Criança refugiada. Fonte: www.un.org

O ser criança evoca muitas imagens: o da fragilidade, o da vulnerabilidade, o da inocência. Mas, acima de tudo, o da imperiosa necessidade de atenção para que se trilhe o caminho até a vida adulta. E nisso estamos falhando com as crianças que se submetem aos deslocamentos forçados.

Com o aumento massivo das migrações internacionais nos últimos anos, milhares de crianças tornaram-se as maiores vítimas desse processo, vendo-se privadas de seus direitos mais essenciais, como segurança e alimentação.

De acordo com o relatório de 2018 do ACNUR – Global Trendscerca de 70,8 milhões de pessoas estão em deslocamento forçado. Deste contingente mais de metade são crianças e adolescentes, dos quais mais de 138,6 mil encontram-se desacompanhados ou separados dos seus responsáveis.

Durante o trajeto essas crianças ficam expostas a riscos como o tráfico humano e a exploração sexual, e quando chegam “à porta” das fronteiras ou aos campos de refugiados encontram outro mundo de dificuldades, passando a viver em condições insalubres, sem respeito pela dignidade humana ou garantia de direitos como a educação formal – estima-se que cerca de 3,7 milhões dos menores refugiados não frequentem a escola.

Do medo e saudade às automutilações

Em entrevista à UNICEF em 2016, Malak, à época com 7 anos, contou como foi fazer a travessia com sua mãe: o medo antes do embarque, o medo durante a travessia de barco, o frio à noite. O cansaço depois do desembarque e os quilómetros a andar a pé.

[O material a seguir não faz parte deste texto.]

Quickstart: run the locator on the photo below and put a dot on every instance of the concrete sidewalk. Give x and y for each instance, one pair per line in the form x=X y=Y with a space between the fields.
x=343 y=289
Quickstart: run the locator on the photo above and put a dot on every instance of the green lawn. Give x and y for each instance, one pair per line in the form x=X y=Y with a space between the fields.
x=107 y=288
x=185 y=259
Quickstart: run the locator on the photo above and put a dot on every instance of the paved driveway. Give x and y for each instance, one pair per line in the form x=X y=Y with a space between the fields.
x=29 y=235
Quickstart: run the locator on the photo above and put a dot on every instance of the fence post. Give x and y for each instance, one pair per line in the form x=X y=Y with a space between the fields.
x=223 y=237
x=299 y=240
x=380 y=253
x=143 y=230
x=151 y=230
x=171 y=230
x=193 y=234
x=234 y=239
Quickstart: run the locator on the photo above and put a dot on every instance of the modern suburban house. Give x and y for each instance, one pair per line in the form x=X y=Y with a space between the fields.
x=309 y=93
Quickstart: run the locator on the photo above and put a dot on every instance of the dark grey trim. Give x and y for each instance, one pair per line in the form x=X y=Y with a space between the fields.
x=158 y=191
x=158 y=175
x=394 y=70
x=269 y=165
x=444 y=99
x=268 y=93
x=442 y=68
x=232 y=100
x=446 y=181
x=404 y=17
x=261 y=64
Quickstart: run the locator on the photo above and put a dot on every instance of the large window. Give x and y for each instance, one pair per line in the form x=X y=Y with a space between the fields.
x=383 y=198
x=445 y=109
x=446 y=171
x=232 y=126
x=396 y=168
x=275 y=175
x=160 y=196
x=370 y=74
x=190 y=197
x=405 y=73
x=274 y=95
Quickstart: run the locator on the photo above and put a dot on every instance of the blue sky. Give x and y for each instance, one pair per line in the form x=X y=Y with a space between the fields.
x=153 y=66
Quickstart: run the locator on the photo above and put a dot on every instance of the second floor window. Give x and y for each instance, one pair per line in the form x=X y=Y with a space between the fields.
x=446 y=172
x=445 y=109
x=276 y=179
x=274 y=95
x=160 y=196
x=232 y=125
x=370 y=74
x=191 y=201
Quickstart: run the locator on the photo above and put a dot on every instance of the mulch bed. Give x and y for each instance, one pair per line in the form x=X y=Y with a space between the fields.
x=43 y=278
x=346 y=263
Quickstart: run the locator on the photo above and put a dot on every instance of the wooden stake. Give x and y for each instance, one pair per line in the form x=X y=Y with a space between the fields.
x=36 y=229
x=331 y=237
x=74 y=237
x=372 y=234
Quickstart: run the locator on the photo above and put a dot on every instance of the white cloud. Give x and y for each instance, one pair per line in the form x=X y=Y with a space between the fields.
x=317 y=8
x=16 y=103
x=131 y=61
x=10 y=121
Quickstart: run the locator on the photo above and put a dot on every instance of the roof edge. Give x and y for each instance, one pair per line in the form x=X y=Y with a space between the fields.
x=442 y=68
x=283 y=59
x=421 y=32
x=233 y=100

Malak perdeu todos seus pertences na travessia. Carregava consigo apenas a saudade: da escola, da professora, dos amigos. Daquilo que um dia foi seu lar.

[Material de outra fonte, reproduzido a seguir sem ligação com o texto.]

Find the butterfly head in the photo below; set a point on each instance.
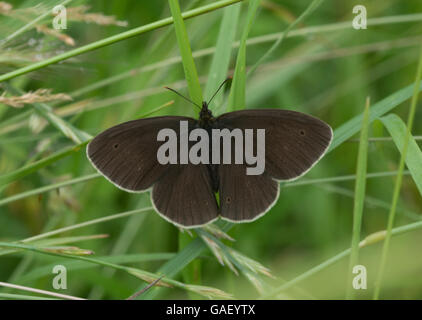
(205, 116)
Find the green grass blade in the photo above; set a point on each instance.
(189, 67)
(397, 129)
(221, 59)
(31, 168)
(45, 270)
(359, 198)
(68, 130)
(116, 38)
(351, 127)
(308, 11)
(397, 186)
(368, 241)
(237, 99)
(31, 24)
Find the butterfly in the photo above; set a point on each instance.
(186, 194)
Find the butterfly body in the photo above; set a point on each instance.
(184, 194)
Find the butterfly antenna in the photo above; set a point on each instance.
(219, 88)
(181, 95)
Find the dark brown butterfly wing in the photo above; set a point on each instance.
(244, 197)
(126, 154)
(184, 195)
(294, 141)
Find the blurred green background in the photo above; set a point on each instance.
(325, 73)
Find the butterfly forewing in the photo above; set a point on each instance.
(294, 141)
(126, 154)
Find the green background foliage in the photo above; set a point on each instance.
(54, 208)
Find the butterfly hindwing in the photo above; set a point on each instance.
(245, 197)
(184, 195)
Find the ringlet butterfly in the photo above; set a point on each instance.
(185, 194)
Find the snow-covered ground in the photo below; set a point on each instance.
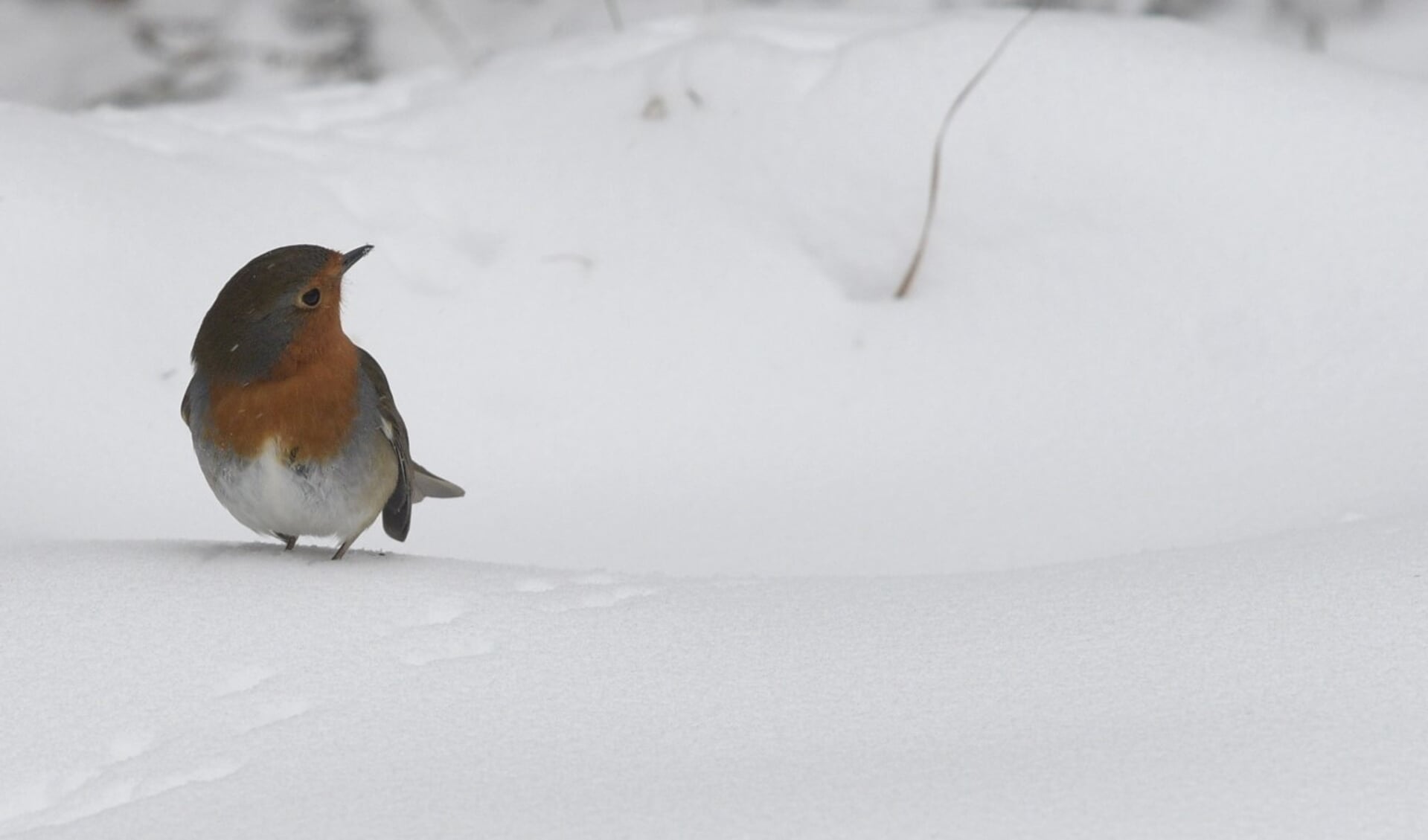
(634, 293)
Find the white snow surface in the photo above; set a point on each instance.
(634, 293)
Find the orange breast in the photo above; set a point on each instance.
(307, 403)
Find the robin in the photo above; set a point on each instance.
(295, 426)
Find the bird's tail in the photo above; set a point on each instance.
(426, 483)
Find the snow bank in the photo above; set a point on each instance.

Tenho saudades da minha escola na Síria e da minha professora. Ela era muito querida, nunca me fez triste. Eu tinha muitos amigos… Agora não. Espero que as coisas voltem a ser como antes. Espero que a Síria volte a ser como era.”

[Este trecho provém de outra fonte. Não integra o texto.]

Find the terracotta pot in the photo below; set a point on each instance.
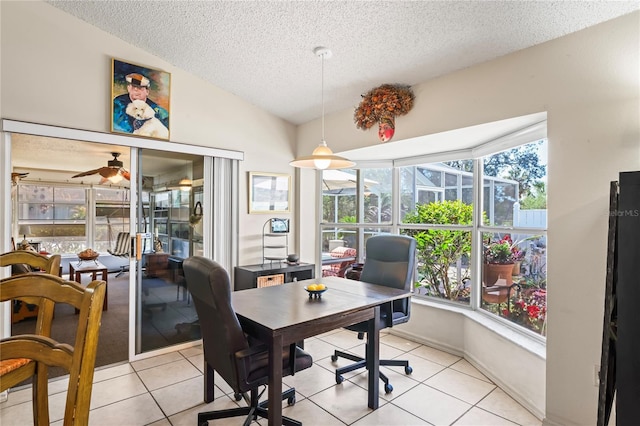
(494, 271)
(386, 128)
(516, 267)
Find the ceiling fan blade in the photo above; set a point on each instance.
(107, 172)
(88, 173)
(125, 174)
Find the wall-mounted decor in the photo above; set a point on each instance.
(269, 192)
(382, 105)
(141, 99)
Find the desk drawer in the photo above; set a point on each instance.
(270, 280)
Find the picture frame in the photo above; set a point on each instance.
(141, 98)
(269, 192)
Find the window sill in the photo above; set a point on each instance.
(533, 344)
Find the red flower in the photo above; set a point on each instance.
(533, 311)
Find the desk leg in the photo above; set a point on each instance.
(208, 382)
(373, 358)
(275, 382)
(105, 277)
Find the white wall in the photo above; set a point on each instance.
(589, 84)
(56, 69)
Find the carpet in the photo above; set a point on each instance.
(113, 263)
(168, 318)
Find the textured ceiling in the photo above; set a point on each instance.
(262, 51)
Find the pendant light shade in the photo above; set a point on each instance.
(322, 157)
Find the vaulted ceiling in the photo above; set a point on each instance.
(262, 51)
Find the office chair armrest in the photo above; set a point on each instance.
(249, 352)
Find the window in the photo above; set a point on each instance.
(443, 249)
(436, 208)
(53, 216)
(111, 217)
(514, 274)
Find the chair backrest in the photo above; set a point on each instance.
(48, 264)
(390, 261)
(78, 360)
(35, 261)
(222, 335)
(123, 245)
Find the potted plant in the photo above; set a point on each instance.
(498, 262)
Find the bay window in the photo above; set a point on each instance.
(435, 205)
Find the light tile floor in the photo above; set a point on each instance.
(443, 389)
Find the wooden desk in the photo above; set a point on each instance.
(284, 314)
(92, 267)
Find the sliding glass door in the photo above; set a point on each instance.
(168, 230)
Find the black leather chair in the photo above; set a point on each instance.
(390, 262)
(240, 360)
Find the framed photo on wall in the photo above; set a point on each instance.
(269, 192)
(141, 99)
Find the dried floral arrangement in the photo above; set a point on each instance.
(386, 101)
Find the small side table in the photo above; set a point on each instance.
(93, 268)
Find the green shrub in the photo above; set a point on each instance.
(438, 249)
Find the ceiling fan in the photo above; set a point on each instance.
(113, 172)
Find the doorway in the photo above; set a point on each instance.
(152, 199)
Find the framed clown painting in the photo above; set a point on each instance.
(141, 98)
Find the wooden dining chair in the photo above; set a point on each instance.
(14, 371)
(41, 351)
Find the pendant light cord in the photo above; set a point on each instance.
(322, 95)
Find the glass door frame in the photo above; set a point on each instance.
(12, 126)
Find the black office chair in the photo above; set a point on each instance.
(389, 261)
(240, 360)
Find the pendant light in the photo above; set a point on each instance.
(322, 157)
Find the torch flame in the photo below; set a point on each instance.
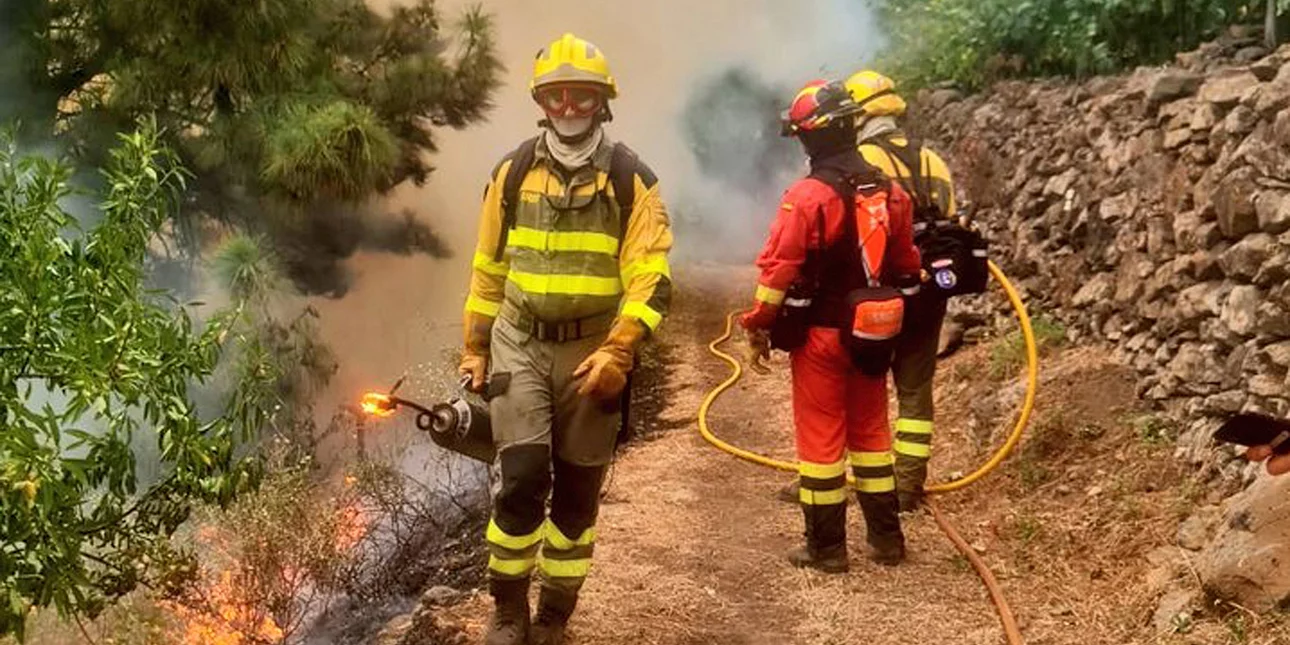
(377, 404)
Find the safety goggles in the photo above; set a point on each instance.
(570, 101)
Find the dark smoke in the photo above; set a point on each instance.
(732, 127)
(314, 249)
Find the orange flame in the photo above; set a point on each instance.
(377, 404)
(235, 623)
(351, 528)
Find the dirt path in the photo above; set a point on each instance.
(692, 539)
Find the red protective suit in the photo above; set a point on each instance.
(832, 403)
(836, 409)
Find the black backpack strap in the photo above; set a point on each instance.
(625, 165)
(521, 161)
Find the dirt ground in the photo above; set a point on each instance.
(692, 539)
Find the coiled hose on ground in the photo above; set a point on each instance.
(1005, 613)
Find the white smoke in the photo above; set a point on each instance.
(403, 311)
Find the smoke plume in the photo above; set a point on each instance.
(702, 85)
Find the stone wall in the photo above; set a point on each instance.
(1148, 210)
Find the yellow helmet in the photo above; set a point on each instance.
(572, 59)
(875, 93)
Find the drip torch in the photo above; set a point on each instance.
(456, 425)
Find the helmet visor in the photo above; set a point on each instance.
(570, 101)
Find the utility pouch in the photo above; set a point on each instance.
(877, 314)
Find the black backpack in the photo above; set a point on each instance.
(623, 164)
(956, 257)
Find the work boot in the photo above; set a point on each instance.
(883, 521)
(828, 560)
(911, 476)
(555, 606)
(510, 622)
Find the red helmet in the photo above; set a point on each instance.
(818, 106)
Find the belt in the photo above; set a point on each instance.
(561, 332)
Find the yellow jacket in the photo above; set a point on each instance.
(933, 168)
(563, 258)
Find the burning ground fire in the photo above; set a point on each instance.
(232, 621)
(232, 608)
(377, 404)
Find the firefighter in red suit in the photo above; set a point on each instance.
(843, 235)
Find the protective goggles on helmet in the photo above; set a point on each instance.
(570, 101)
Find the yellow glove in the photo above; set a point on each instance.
(757, 350)
(479, 329)
(606, 368)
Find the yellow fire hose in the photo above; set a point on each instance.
(1005, 613)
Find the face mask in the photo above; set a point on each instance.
(572, 127)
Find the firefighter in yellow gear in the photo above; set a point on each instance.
(570, 275)
(924, 174)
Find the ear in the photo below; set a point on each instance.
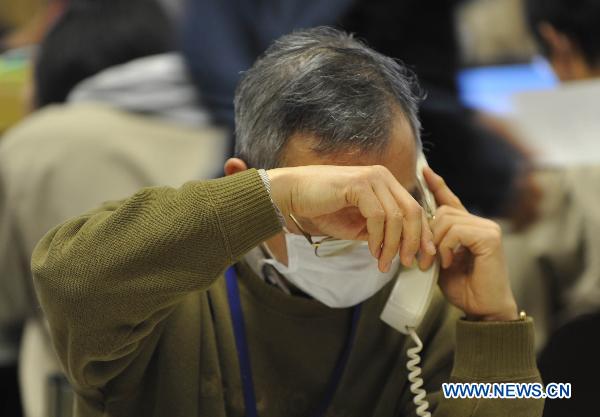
(234, 165)
(558, 43)
(566, 58)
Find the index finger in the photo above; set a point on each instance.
(443, 194)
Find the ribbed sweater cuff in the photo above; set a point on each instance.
(245, 211)
(495, 350)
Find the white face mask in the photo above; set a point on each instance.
(339, 281)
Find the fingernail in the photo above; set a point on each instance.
(431, 248)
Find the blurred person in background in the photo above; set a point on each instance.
(223, 37)
(114, 112)
(565, 244)
(569, 33)
(24, 22)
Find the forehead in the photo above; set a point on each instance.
(399, 156)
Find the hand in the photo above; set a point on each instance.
(473, 270)
(355, 203)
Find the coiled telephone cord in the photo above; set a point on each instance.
(414, 376)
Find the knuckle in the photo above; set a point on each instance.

Hoje Malak vive na Alemanha mas ainda sente muita falta de casa. Ela teve o que podemos classificar como “sorte” de sobreviver à viagem pelo mediterrâneo e por conseguir asilo.

Um sorte da qual não desfrutam as milhares de crianças espalhadas pelos campos de refugiados no mundo. Nos centros desumanos e superlotados, esses menores desenvolvem problemas psicológicos.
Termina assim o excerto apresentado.